Adayların ve de aday partilerin ilgili kurmaylarının TV programlarında ve de seçim meydanlarında yaptığı açıklamalara bakarak seçim sonrası oluşacak ekonomik tabloyla ilgili bu zamana kadar bir fikir edinmiş olmamız gerekiyordu.
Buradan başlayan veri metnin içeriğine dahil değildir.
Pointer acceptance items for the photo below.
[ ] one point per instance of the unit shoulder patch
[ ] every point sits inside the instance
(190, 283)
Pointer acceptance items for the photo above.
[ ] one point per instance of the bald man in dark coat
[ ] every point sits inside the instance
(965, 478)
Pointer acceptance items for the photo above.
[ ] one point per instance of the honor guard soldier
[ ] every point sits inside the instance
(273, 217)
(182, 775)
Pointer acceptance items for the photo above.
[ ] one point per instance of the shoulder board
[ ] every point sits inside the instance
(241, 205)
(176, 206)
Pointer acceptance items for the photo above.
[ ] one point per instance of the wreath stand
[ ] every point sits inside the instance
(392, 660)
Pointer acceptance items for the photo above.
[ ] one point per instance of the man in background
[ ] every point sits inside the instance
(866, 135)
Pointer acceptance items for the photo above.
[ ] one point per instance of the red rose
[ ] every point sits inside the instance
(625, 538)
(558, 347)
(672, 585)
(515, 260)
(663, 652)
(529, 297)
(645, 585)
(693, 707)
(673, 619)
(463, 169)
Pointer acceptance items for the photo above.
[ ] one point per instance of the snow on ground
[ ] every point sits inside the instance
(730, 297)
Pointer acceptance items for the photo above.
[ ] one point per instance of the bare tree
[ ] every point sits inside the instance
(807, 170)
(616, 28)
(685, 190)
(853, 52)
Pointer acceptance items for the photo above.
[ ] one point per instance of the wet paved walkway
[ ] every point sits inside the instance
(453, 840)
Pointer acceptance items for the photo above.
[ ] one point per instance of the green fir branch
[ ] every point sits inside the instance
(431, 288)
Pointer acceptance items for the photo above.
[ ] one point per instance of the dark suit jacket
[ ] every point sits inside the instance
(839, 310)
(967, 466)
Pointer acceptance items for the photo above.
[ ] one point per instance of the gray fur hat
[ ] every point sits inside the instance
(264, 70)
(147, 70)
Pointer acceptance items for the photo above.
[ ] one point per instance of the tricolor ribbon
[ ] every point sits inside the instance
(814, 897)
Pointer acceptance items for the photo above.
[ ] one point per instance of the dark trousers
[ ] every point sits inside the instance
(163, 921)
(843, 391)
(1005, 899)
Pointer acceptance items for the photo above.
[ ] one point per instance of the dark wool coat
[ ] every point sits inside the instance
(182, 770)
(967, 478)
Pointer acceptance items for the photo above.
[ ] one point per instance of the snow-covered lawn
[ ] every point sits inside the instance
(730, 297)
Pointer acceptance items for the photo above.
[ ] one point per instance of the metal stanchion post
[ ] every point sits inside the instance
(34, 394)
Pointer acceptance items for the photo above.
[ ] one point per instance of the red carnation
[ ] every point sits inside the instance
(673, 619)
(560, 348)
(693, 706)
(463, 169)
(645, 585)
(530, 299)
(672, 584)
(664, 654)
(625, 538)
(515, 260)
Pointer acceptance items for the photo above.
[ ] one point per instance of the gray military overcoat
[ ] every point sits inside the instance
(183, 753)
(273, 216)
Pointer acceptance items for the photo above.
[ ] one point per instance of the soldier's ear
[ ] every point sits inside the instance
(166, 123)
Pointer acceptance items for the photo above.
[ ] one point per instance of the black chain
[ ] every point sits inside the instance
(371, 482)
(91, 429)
Oysa ortadaki vaatlerin önemli bir bölümü popülist olarak tabir ettiğimiz türden… Yapısal olarak bir sonuç verebileceğini öngördüğümüz vaatlere ise nasıl ulaşılabileceği oldukça karışık.
O zaman hem iktidar hem de muhalefet bloğundan art arda gelen ekonomik vaatleri kategorize edecek olursam;
Popülist ve yapısal olarak iki kısma ayırmak faydalı olacaktır.
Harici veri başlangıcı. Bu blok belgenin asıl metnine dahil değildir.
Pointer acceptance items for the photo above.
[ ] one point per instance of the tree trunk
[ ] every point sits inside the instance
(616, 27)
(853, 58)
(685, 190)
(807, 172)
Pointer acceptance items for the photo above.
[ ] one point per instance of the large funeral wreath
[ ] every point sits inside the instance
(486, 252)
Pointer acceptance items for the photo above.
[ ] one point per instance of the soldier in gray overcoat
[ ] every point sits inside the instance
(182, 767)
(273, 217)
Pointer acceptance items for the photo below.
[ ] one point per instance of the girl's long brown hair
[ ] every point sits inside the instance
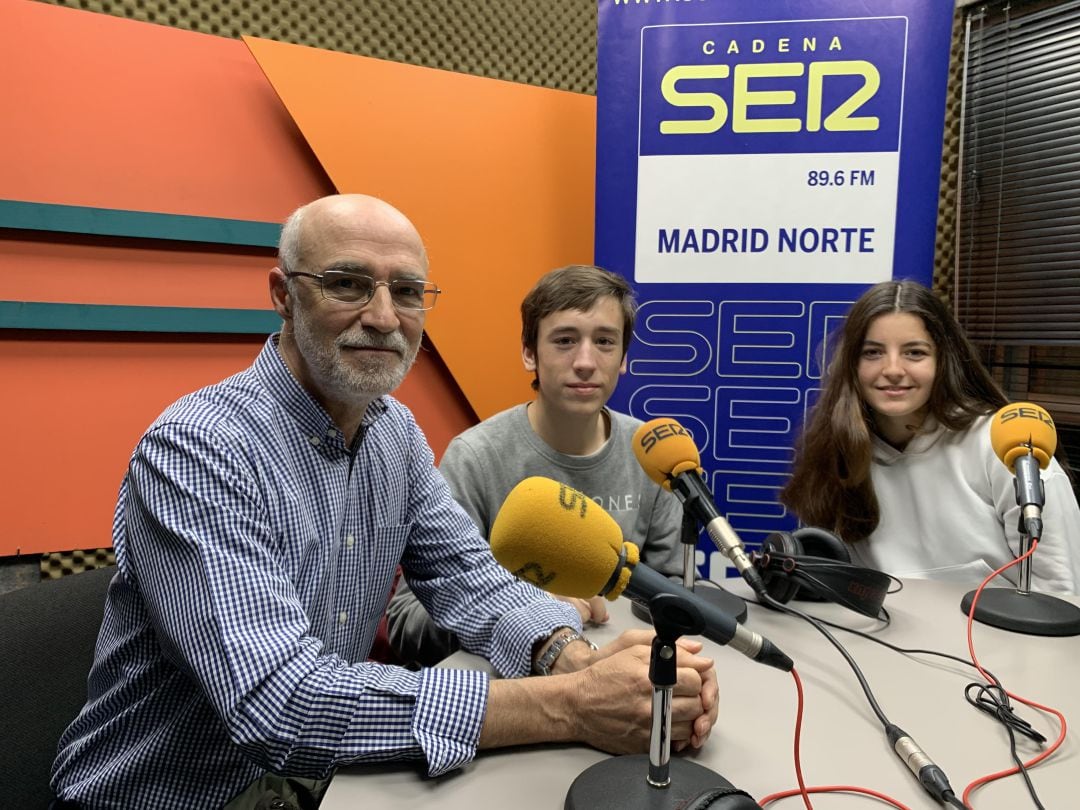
(831, 483)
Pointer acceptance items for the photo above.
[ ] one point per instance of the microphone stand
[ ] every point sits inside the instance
(1022, 610)
(617, 783)
(707, 590)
Popülist vaat adından da anlaşıldığı üzere seçmenlerin kısa süreli ihtiyaçlarını gidermeye yönelik pozitif adımları içermektedir.
Ülkemizde son yıllarda yaşanan çok yüksek enflasyon, seçmen tercihlerinde birincil şikayet konusu olarak hayat pahalılığını ön plana çıkardığından, adayların vaatlerinin hep bu sorun çerçevesinde şekillendiğini görüyor ve dinliyoruz.
Enflasyon karşısında alım gücü düşen halka ve de şirketlere yönelik vaatler;
– Daha yüksek maaş
– İkramiye, hatta ikramiye zammı,
– Kira artış tavanı,
– Geçici sübvansiyonlar
– Geçici vergi affı, yeniden yapılandırma, gibi temel konuları içermektedir.
Oysa bu tür vaatlerin dozunun fazla yüksek olması sonucunda, Türkiye 1990’lı yıllarda olduğu gibi bütçe sorunları ile boğuşur hale gelebilir ki bu yılın bütçe açığının 650 milyar TL’yi geçeceğini öngörebiliyoruz. Bir de buna depremin ağır yükü ve de seçim harcamaları eklendiğinde 1,5 milyar TL’ye varan bir bütçe açığı ile karşılaşılması hiç şaşırtıcı olmayacak. Dolayısıyla, bahsettiğimiz bu popülist ekonomik vaatler yapısal sonuçları düşünülmeden ortaya atıldığında daha büyük, daha içinden çıkılmaz duruma hatta bir krize sebep olabilecektir.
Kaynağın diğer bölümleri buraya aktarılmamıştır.